In step 403: a first set of training samples is constructed from the first sample positions and the second sample positions of each second sample frame.
In summary, the first training sample includes a first sample position of the sample object in the first sample frame collected by the first monitoring node, and a second sample position of the sample object in the second sample frame collected by each second monitoring node, and the collection time of the first sample frame is the same as that of each second sample frame. For example: taking fig. 5A and 5B as an example, the first training sample includes a position of the sample object in the image acquired by the monitoring node a at time 1, a position of the sample object in the image acquired by the monitoring node B at time 1, a position of the sample object in the image acquired by the monitoring node C at time 1, and a position of the sample object in the image acquired by the monitoring node D at time 1.
In step 302: and inputting the first sample position to the relational mapping model, and outputting the training relational mapping model by taking the second sample position of each second sample frame as the expected output.
For example, the four monitoring nodes have a common shooting area, and as shown in fig. 5C, the relational mapping model is a model that inputs three outputs, that is, the position of the target object in one monitoring node is input, and the positions of the target object in the other three monitoring nodes are output. In implementation, the relational mapping model may be a Deep Neural Networks (DNN) model.

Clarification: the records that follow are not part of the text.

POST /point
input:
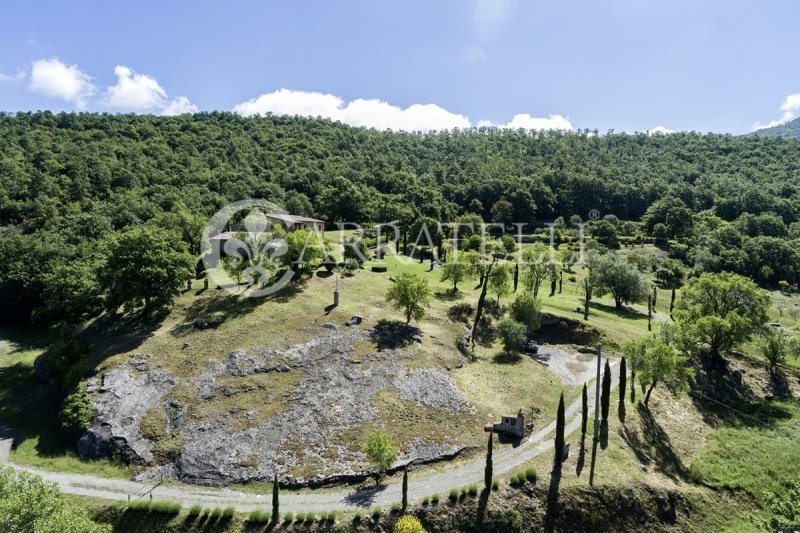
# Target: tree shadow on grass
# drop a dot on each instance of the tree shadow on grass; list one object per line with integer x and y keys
{"x": 394, "y": 334}
{"x": 507, "y": 358}
{"x": 656, "y": 442}
{"x": 723, "y": 397}
{"x": 363, "y": 496}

As shown in FIG. 6A, the first sample position of the sample object collected by monitor node A and the second sample position of the sample object collected by monitor node B, C, D are used to train the relational mapping model, and the expected output is the second sample position of the sample object collected by monitor node B, C, D. Further, in order to enable the relational mapping model to map the position of the target object in any monitoring node according to the position of the target object in other monitoring nodes when in use, after the relational mapping model is trained by using the first sample position of the sample object collected by the monitoring node a and the second sample position of the sample object collected by the monitoring node B, C, D, the training of the relational mapping model can be continued by using the monitoring node B, C, D as the first monitoring node and the other monitoring nodes as the second monitoring nodes in turn. For example: firstly, taking a monitoring node A as a first monitoring node, taking the monitoring node B, C, D as a second monitoring node, and training a relational mapping model by adopting a first sample position of a sample object acquired by the monitoring node A and a second sample position of the sample object acquired by the monitoring node B, C, D; then, the monitoring node B is used as a first monitoring node, the monitoring node A, C, D is used as a second monitoring node, and the first sample position of the sample object collected by the monitoring node B and the second sample position of the sample object collected by the monitoring node A, C, D are used to train the relational mapping model.

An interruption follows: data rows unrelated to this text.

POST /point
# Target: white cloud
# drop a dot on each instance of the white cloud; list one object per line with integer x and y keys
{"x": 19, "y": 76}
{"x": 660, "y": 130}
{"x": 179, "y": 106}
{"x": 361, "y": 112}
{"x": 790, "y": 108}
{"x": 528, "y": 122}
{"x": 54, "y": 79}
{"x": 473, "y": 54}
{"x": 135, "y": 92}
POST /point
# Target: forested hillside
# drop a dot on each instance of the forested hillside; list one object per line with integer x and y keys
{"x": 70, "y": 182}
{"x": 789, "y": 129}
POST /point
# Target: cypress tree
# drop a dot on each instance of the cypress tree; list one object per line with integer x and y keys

Finally, an internal schematic diagram of the relationship mapping model after the convergence is trained is shown in fig. 6B, and the scene has 4 monitoring nodes, and each monitoring node can be used as a first monitoring node. The training convergence is, for example, that the number of iterative training times reaches a specified number, and further, for example, that the position precision output by the position relation mapping model reaches a specified precision.

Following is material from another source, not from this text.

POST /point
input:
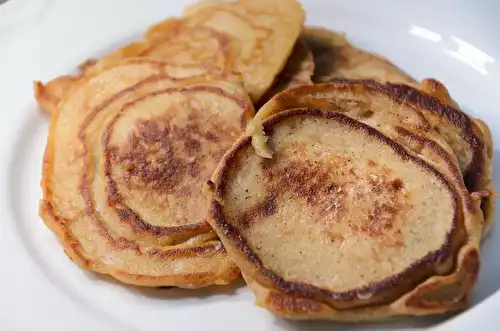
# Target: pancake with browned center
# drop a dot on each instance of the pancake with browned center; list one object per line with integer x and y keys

In the embodiment of the present application, data generated by the relational mapping model inevitably has a slight error, and in order to further improve the accuracy of the relational mapping model, the further training of the relational mapping model in the present application may be specifically implemented as the steps shown in fig. 7:
in step 701: acquiring generation position information, which is output by the relational mapping model based on the first sample position and aims at each second sample position, and constructing a second training sample, wherein the second training sample comprises the first sample position and each generation position information;
in step 702: determining the intersection ratio of each generated position information and the corresponding second sample position;
in some embodiments, the cross-over ratio may be determined using equation 1:
Figure BDA0003441670170000131
wherein, Pb' to generate the location information, PbFor the second sample position, the IOU is the cross-over ratio.
In step 703: if the intersection ratio of each generated position information and the corresponding second sample position is greater than or equal to a first preset value, constructing a third training sample by using the generated position information and the first sample position;
if the intersection ratio is greater than or equal to the first preset value, it is indicated that the generated position information generated this time is more accurate, and therefore the generated position information can be used as a high-quality sample, and therefore the generated position information is used as a third training sample in the application.
In step 704: and training the relational mapping model by using a third training sample.
For example: the monitor node A, B, C, D covers the same public area, and uses monitor node a as the first monitor node and monitor node B, C, D as the second monitor node, the first training sample includes: the position of the sample object at time 1, 2, 3, 4, 5 in the second sample frame of monitoring node B, C, D, the second sample position, and the position of the sample object at time 1, 2, 3, 4, 5 in the first sample frame of monitoring node a, i.e., the first sample position. If the intersection ratio between the second sample position at the second sample frame 2 time of the monitoring node B, C, D and the corresponding generated position information is greater than the first preset value, it is determined that the third training sample is: the position of the sample object at time 2 in the second sample frame of monitoring node B, C, D and the position of the sample object at time 2 in the first sample frame of monitoring node a.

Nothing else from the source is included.